This week’s reading, from the beginning of the book of Deuteronomy, is always read on the Shabbat preceding the Ninth of Av (Tish‘ah be-Av), a day of mourning that commemorates the destruction of the first and second temples in Jerusalem. The haftarah (reading from the Prophets) accompanying this portion is likewise fixed: it is always the first chapter of the book of Isaiah, verses 1-27. The two readings share one particular word, eikhah (alas!) that captures the essence of this sad time. In fact, this same word eikhah is also used as the Hebrew title of the book of Lamentations, read as part of Ninth of Av liturgy.
But the reading from Isaiah was chosen as the haftarah not merely because of this verbal tally. Isaiah describes in some detail the sins of the people—sins that, he said, brought about the conquest of the northern tribes at the hands of the Assyrian army in 722 BCE and their subsequent deportation to points unknown in the Assyrian empire.
What were they guilty of? Among other things, corruption and injustice: “From head to toe, no one is straight,” Isaiah says. Still worse, the institutions of religion are used by the guilty in a vain attempt to cover their wrongdoing. “What need do I have of all your sacrifices,” God says; “I’ve had enough burnt offerings of rams, suet of fatlings; I don’t want the blood of bulls and lambs and he-goats.” Instead, “Wash and be cleansed, and remove your evil from out of My sight. Stop your wrongdoing and practice doing what’s right.”
Such noble words are rarely given a serious audience; this is as true today as it was in Isaiah’s time. But even if catastrophe was not avoided, the words themselves survive. I have always been taken by the subtlety of Isaiah’s initial denunciation of his contemporaries: “An ox knows its owner, and a donkey its master’s trough; Israel does not know, My people has not begun to understand.”

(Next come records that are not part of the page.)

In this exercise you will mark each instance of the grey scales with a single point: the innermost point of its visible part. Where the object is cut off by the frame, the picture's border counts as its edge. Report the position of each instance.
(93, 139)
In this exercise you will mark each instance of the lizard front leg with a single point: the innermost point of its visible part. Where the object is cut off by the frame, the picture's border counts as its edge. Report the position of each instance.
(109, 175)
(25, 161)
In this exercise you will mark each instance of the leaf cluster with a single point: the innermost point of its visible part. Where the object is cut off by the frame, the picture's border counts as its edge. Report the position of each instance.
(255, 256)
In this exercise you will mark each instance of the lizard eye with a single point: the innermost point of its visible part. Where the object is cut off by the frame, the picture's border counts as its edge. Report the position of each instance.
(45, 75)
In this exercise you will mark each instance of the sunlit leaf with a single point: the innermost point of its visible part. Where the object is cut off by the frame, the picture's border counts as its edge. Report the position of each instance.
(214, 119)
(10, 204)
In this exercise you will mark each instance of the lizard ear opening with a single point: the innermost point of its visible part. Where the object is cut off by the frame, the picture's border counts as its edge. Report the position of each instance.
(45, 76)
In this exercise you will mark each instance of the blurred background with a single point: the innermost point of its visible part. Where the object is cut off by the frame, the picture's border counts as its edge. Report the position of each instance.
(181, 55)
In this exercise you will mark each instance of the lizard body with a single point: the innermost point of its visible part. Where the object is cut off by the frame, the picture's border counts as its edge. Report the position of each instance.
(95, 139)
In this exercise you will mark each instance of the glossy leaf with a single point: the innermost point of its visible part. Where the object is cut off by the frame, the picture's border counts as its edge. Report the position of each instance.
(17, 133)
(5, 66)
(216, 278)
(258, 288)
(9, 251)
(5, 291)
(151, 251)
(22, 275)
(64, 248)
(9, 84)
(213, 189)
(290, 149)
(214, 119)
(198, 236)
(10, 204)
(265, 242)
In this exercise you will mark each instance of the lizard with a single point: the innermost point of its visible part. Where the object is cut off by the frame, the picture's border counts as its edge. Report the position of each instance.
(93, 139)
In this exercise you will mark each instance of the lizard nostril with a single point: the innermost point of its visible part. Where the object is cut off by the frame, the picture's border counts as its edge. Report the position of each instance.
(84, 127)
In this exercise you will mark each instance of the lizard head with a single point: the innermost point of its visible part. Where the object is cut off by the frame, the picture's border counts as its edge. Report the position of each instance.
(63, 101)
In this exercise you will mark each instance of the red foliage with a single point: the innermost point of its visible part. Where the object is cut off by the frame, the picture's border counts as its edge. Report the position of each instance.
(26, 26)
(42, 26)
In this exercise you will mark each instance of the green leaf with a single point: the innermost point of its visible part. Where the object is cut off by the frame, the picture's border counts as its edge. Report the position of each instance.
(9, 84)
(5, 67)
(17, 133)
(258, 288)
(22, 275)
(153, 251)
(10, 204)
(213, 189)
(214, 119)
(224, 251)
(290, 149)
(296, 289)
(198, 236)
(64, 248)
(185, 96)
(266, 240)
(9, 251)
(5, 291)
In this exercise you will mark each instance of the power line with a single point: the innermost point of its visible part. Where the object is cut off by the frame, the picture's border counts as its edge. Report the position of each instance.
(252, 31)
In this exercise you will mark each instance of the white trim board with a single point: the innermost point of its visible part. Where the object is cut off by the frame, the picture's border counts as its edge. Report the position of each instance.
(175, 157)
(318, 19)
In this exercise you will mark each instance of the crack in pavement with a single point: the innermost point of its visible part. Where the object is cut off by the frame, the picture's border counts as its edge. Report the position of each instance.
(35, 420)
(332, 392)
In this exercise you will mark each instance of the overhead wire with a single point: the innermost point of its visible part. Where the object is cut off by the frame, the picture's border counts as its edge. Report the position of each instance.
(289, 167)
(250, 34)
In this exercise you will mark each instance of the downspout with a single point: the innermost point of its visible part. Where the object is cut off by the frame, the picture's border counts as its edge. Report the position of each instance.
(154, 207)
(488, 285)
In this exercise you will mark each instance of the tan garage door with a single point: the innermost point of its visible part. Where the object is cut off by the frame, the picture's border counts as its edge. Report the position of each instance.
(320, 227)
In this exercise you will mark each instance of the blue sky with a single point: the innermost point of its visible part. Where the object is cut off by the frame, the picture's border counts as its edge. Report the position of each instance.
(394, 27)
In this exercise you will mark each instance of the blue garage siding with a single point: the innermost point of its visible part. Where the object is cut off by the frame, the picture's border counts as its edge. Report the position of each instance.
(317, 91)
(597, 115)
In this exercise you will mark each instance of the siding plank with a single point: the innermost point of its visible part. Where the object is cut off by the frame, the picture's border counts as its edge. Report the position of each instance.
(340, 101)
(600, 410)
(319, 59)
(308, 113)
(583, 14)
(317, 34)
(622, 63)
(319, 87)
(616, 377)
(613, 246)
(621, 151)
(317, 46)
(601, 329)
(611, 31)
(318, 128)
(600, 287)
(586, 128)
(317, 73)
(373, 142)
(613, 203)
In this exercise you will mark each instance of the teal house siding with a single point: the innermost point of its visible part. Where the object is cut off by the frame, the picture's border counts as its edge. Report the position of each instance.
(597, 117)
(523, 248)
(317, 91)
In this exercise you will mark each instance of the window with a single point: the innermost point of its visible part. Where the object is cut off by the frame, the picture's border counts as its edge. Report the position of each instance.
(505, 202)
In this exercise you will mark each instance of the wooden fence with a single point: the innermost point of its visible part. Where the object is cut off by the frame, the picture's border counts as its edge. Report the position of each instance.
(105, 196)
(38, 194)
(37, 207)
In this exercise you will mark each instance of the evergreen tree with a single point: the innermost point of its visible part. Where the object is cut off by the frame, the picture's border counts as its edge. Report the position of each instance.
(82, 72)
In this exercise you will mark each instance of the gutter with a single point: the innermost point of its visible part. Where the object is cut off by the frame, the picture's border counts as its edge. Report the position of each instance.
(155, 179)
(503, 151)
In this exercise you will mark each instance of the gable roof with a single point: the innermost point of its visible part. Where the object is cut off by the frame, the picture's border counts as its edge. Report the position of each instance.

It used to be said about such lines that they are a good example of parallelism, said to be the hallmark of biblical poetry: each line divides into two clauses, and the two clauses say “the same idea in different words.” But we now know that this is really not a very good description of how these poetic lines work. Usually, they aren’t saying the same thing exactly.
In the case at hand, an ox may not be the noblest of animals, but it is generally obedient; two oxen can be yoked together without protest and jointly plow the farmer’s fields. It is in this sense that they know their owners, obediently doing what is demanded. But all a donkey is said to know in this verse is “its master’s trough.” No matter how disobedient he may be, when it comes time to be fed, the donkey will find the food that he is given. The same cannot be said of Israel. In this great, non-parallel descent, Israel comes in third: it does not know what an ox knows, it doesn’t even know what a donkey knows; in fact, it has not even begun to understand.
But this compact pair of lines has a secret addendum: the words “owner” and “master” were two ways of referring to the divine. Thus, the word “owner” (koneh) is sometimes used of God in the sense of “Creator” (Gen 14:19, 14:22; Deut 32:6, Ps 139:13, 78:54; Prov 8:22). As for “master” (ba‘al), this word was also the common name for a major Canaanite deity, Ba‘al/Hadad. So what the prophet is saying is that even a dumb beast knows enough to understand that he has a koneh. And even a donkey-like devotee of Ba‘al, however wrong he or she may be about the deity to be addressed, at least grasps the general principle that our food is given to us. Israel seems not even to have grasped this much; in fact, they haven’t even begun to understand.